I'm almost ready to talk about
my 2007 tax nightmare (no, it still isn't resolved yet). In the meantime, here are some strange
words from Bill Harnsberger:
Barney Frank = New Bedford towel-snapping champ three years running. Flicked a wart clean off a flea's ass from ten feet in a gale. Blindfolded!
And
here is Bill, channeling Bob Ross:
And we're almost done with our portrait of a teabagger rally on the mall. We've done the Washington Monument, so tall and pointy. And the capitol in the background, regal and grand. Beautiful fall day. Happy little clouds. Perfect day for a rally...
Okay. Next we'll take a dab of white, and reeeeal lightly-light like a feather, a little baby birdy feather-we'll just add in a tiny hint of froth around the corners of their mouths. [dit dit dit dit dit dit] There we go. [dab dab dab] Frothy frothy, like a vanilla milkshake. Very nice.

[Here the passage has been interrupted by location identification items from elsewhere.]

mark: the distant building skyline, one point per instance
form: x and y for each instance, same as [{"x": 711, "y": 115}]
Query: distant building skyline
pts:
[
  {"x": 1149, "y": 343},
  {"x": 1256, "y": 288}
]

And finally: we'll take the edge of our little trowel here and add a few protest signs. Wouldn't be a protest rally without protest signs, would it? Course not. [skritch skreetch skritch skreetch] Little signs. Some square, some rectangular. Happy little signs. They're just glad to be there, waving in the air under the sunshine. And we'll just add a few little slogans on 'em, so people who look at our painting will know they're here protesting the federal deficit: "Obama equals Hitler", "Keep government out of my Medicare", "Beck/Palin 2012". And maybe one more: "No Olgiharky, Morans"! There we go.